Sementara itu, guru SDN Belendongan IV Dimyati mengatakan, melalui pemetaan tersebut terungkap bahwa sekolah tempatnya mengajar belum memiliki sistem pengelolaan. Proses belajar berlangsung setiap hari, tetapi guru dan kepala sekolah bingung hasil capaian murid tidak sesuai target.
"Ternyata kami memang belum menyusun sistem yang sesuai dengan kondisi sekolah sehingga targetnya tidak sesuai dengan alur perkembangan murid," katanya.
Minim umpan balik
Hal tersebut juga diakui oleh Kementerian Agama (Kemenag) beserta Kementerian Pendidikan dan Kebudayaan (Kemdikbud). Kepala Subdirektorat Madrasah Aliyah Kemenag Kastolan mengungkapkan pemberian umpan balik kepada cara guru mengajar belum dilakukan oleh kepala sekolah. Akibatnya, tidak ada pertukaran gagasan di antara para pendidik.
"Kami mengakui, di madrasah selama ini belum ada penilaian kinerja kepala sekolah. Baru akan dilakukan pada tahun ajaran 2019," ucap Kastolan.
Ia mengungkapkan, masa kerja kepala sekolah paling lama 12 tahun. Namun, mayoritas madrasah dipimpin oleh orang yang sama selama lebih dari 12 tahun tanpa evaluasi kinerja. Oleh sebab itu, mulai tahun 2019, kepala sekolah akan dievaluasi oleh Kemenag per empat tahun. Adapun evaluasi tahunan dilakukan oleh pengawas madrasah.

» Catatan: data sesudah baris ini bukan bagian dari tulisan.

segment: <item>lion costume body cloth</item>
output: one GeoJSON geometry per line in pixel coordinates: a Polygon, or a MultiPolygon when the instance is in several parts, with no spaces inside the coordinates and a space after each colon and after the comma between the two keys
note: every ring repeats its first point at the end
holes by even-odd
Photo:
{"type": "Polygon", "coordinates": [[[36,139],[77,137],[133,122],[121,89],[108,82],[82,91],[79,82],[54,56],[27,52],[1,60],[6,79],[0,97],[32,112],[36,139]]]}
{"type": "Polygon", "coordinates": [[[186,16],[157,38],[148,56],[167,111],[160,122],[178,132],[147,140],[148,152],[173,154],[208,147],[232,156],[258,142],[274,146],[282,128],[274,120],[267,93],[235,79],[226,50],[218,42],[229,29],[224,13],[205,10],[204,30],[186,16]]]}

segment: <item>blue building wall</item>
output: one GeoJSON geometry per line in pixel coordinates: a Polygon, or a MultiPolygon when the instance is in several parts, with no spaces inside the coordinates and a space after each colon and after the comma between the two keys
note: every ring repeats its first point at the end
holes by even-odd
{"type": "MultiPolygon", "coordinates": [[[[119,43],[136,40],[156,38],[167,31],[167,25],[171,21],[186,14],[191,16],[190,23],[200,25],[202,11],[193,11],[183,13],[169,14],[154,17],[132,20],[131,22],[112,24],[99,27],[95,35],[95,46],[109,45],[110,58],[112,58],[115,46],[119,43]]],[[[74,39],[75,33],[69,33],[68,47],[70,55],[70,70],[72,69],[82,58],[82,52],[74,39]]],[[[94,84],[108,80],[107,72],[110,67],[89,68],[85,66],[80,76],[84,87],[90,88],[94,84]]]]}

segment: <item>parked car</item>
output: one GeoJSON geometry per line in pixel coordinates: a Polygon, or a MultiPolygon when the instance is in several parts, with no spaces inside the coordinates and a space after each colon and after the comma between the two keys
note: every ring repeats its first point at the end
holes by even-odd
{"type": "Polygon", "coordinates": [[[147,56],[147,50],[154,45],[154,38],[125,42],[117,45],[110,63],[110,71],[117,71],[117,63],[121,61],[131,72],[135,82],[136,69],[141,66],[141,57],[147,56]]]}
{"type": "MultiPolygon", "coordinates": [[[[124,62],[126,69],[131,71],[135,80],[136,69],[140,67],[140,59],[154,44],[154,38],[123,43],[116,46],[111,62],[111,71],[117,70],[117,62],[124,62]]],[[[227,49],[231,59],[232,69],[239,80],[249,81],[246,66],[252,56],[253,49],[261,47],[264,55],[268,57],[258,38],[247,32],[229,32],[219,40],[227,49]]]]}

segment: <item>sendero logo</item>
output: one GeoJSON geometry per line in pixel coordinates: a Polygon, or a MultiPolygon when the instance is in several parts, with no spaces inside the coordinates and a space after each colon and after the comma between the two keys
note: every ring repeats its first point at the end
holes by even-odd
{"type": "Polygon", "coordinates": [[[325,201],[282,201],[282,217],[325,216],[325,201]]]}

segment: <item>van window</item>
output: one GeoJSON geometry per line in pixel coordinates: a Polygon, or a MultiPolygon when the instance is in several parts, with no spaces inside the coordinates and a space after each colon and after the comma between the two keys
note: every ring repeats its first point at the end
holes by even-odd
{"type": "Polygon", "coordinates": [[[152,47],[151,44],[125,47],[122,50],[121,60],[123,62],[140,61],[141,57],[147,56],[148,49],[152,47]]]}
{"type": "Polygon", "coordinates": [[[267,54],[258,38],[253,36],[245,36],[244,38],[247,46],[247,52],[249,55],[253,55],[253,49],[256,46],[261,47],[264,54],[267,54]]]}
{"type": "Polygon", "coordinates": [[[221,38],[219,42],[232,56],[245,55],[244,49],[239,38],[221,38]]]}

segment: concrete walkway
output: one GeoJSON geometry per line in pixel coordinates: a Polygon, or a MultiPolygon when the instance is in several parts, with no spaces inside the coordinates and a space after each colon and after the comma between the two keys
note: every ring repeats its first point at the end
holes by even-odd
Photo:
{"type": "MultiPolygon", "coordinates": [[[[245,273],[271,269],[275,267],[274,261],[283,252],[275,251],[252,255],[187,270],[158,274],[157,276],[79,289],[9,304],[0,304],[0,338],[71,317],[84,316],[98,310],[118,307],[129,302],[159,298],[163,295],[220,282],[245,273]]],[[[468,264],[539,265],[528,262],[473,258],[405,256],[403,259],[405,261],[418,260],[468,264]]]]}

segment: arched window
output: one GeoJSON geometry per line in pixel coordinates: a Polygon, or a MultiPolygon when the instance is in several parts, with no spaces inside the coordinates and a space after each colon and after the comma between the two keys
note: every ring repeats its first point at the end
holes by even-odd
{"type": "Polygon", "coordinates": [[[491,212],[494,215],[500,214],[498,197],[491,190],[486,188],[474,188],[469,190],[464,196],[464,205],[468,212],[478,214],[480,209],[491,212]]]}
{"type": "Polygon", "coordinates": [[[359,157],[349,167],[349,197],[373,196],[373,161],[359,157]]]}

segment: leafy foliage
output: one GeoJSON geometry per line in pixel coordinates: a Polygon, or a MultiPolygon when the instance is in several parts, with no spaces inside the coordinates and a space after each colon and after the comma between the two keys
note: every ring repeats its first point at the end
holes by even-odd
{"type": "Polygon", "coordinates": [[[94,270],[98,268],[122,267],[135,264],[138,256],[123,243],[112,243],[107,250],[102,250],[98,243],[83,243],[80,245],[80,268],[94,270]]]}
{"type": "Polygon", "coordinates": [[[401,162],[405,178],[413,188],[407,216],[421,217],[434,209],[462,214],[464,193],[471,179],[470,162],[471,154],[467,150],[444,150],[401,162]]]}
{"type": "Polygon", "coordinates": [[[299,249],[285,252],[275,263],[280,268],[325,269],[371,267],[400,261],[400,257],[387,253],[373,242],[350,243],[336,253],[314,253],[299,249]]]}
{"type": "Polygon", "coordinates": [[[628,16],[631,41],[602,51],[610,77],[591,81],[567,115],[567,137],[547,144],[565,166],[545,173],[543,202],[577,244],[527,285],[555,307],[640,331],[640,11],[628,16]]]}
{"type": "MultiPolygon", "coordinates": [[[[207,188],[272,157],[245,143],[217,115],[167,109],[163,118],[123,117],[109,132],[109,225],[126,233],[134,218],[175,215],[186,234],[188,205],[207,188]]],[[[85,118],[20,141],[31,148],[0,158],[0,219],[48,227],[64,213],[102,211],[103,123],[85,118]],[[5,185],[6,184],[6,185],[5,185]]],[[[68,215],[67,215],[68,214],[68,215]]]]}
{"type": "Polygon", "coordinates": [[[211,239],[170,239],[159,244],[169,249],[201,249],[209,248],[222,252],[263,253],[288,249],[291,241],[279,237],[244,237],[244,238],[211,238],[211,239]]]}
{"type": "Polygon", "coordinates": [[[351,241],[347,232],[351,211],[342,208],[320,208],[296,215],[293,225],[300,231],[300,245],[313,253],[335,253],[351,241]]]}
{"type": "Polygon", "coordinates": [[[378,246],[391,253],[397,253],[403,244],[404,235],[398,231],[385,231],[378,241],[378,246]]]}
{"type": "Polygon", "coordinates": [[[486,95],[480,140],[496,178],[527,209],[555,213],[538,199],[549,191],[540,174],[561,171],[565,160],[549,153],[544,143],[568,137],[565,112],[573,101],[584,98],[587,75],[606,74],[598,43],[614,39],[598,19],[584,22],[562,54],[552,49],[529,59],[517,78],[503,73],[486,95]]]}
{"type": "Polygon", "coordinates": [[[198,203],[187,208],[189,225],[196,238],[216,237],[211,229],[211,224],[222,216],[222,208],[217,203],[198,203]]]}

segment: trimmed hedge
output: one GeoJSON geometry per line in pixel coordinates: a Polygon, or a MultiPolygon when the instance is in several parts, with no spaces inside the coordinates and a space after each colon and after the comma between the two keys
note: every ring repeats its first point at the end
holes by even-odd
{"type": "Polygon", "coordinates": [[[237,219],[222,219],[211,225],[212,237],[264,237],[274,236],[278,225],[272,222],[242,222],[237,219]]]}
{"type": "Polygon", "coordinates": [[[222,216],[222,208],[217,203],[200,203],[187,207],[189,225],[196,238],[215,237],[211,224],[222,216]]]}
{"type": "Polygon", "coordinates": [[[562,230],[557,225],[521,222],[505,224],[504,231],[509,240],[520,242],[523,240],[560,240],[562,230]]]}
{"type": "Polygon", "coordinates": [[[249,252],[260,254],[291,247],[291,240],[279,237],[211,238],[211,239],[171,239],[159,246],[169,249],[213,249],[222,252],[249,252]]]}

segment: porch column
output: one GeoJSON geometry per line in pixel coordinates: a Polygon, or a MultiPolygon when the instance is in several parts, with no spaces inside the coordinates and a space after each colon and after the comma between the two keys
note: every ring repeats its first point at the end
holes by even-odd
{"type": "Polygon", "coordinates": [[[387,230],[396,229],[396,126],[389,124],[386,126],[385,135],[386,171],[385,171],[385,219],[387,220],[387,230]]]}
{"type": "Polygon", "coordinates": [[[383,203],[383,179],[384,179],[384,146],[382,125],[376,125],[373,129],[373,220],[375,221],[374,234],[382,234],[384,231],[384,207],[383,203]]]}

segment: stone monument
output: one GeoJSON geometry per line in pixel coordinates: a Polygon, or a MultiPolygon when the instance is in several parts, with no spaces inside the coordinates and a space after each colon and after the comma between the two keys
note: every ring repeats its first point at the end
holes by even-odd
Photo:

Direktur Pembinaan Tenaga Kependidikan Kemdikbud Santi Ambarukmi memaparkan, koordinasi kepala sekolah dengan pengawas harus dibahas ulang di setiap dinas pendidikan. Jangan sampai formalitas pengisian formulir laporan lebih diutamakan dibandingkan memantau dan membenahi pemelajaran karena alasan segan kepada atasan.
Selain itu, dari 300.000 kepala sekolah, sebanyak 211.000 belum bersertifikat pendidikan dan pelatihan (diklat) calon kepala sekolah. Anggaran Pendapatan dan Belanja Negara hanya bisa membiayai diklat untuk 180.000 kepala sekolah. Serupa dengan Kemenag yang memiliki 70.000 madrasah dan 67.000 berstatus swasta. Akan tetapi, APBN hanya mampu mandanai pembinaan untuk 6.600 kepala sekolah swasta.
Dari 300.000 kepala sekolah, sebanyak 211.000 belum bersertifikat pendidikan dan pelatihan calon kepala sekolah
"Keterlibatan pemerintah provinsi dan kabupaten/kota melaksanakan pelatihan rutin adalah keniscayaan. Bagaimanapun, guru adalah pegawai pemerintah daerah," tutur Santi.
Bupati Karawang Cellica Nurrachadiana mengutarakan, strategi pendidikan di wilayahnya adalah membangun mental pejuang bagi guru dan murid. Walaupun Karawang adalah daerah industri, pemerintah tidak mengadvokasi murid agar bercita-cita sekadar bekerja di pabrik, termasuk mereka yang bersekolah di SMK.
"Suatu saat pabrik-pabrik akan mengalami otomasi. Murid harus punya mental pejuang agar terus mau belajar dan menambah kompetensi," ucapnya.